WASHINGTON, Feb. 28 (Xinhua) -- The sequester, or across-the-board automatic spending cuts for the U.S. federal government, is set to take effect on March 1.
Following are four questions and answers about the sequester.
1. What is the so-called sequester?
In August 2011, President Barack Obama signed into law the Budget Control Act, bringing conclusion to the 2011 U.S. debt-ceiling crisis, which had threatened to lead the country into sovereign default on Aug. 3, 2011.
The act specified 917 billion U.S. dollars of cuts over 10 years in exchange for the initial debt limit increase of 900 billion dollars and established the Joint Select Committee on Deficit Reduction, or the "super committee," to produce a deficit reduction bill with some 1.2 trillion dollars in cuts by the end of 2011.
If the 12-member congressional committee, which comprises six congressmen from each party, failed to put forward the bill, a punitive mechanism, or the so-called sequester, would operate, as of Jan. 1, 2013, to cut government spending by 1.09 trillion dollars each fiscal year. The sequester was deferred till March 1 to avoid the "fiscal cliff."
2. Is the sequester a new phenomenon in the United States?
No. In the 1980s and 1990s, the Reagan and Clinton administrations proposed and operated similar automatic cut mechanisms for deficit reduction. The sequester draws on their practice and experience.
3. Why does the U.S. federal government need a 85 billion-dollar cut in spending?
Under the Budget Control Act of 2011, government spending cuts of roughly 1.09 trillion dollars will be made from January 2013 to the end of September, or the end of the current fiscal year.

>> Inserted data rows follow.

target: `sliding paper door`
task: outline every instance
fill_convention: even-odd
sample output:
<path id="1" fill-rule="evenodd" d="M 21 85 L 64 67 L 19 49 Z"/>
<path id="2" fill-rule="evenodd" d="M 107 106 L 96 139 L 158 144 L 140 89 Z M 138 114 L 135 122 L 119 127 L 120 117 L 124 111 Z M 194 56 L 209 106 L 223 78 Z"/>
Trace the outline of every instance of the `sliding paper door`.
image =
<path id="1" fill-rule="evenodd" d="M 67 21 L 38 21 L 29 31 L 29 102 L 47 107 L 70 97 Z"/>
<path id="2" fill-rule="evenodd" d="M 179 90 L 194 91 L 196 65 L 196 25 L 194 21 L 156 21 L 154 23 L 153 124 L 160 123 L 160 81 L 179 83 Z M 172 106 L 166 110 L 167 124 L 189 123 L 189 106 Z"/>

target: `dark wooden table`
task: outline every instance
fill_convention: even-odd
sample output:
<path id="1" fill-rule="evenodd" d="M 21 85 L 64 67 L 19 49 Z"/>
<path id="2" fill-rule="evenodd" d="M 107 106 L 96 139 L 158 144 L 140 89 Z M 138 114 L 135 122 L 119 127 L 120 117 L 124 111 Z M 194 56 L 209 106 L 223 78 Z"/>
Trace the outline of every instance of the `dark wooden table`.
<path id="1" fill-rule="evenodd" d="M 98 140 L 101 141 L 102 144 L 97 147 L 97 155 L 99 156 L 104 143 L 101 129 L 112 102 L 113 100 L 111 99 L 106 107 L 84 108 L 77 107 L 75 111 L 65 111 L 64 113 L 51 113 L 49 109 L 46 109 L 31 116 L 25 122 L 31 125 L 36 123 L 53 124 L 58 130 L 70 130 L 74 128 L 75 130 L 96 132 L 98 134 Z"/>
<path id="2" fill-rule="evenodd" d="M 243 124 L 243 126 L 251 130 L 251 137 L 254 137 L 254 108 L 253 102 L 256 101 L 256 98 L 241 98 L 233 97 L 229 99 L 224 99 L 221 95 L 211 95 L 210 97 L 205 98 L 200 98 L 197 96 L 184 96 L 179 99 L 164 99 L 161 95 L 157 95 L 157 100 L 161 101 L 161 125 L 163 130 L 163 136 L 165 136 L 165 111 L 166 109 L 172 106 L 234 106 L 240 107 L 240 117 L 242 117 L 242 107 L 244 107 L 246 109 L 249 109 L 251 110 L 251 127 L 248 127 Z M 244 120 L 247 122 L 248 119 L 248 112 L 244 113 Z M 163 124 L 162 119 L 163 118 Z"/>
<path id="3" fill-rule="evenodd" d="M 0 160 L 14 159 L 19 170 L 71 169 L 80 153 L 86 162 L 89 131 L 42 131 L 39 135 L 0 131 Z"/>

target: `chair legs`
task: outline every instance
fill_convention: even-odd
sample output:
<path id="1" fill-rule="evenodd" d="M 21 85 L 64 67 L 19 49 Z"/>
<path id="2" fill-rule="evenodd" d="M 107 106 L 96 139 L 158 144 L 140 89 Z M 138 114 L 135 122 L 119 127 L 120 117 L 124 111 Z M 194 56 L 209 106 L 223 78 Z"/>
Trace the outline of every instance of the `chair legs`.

As agreed by Democrats and Republicans in January in their negotiations to resolve the so-called "fiscal cliff," a short-term "fiscal cliff" deal, which shifted about 24 billion dollars of spending cuts into future government appropriations bills, left 85 billion dollars in government outlays cuts to begin in March.
4. What influence will government spending cuts exert?
From the perspective of government deficit reduction, the sequester will help improve the fiscal conditions of the U.S. federal government. The Congressional Budget Office (CBO) predicted a deficit of 845 billion dollars for the federal government, a figure to fall below 1 trillion dollars for the first time during President Obama's tenure, if the sequester operates smoothly.
In terms of people's livelihood, government spending cuts will, to some extent, have negative impacts on public service. The White House has said that the sequester will inevitably lay off a number of teachers, firefighters and airport staff, causing possible inconveniences such as more delayed flights.
From the point of view of economic growth, spending cuts mean a decrease in aggregate demand, affecting government spending-related projects such as defense and infrastructure programs.
According to the CBO estimates, an 85 billion-dollar spending cut is likely to lead to a loss of some 700,000 jobs, taking away 0.6 percentage point from the U.S. economic growth rate.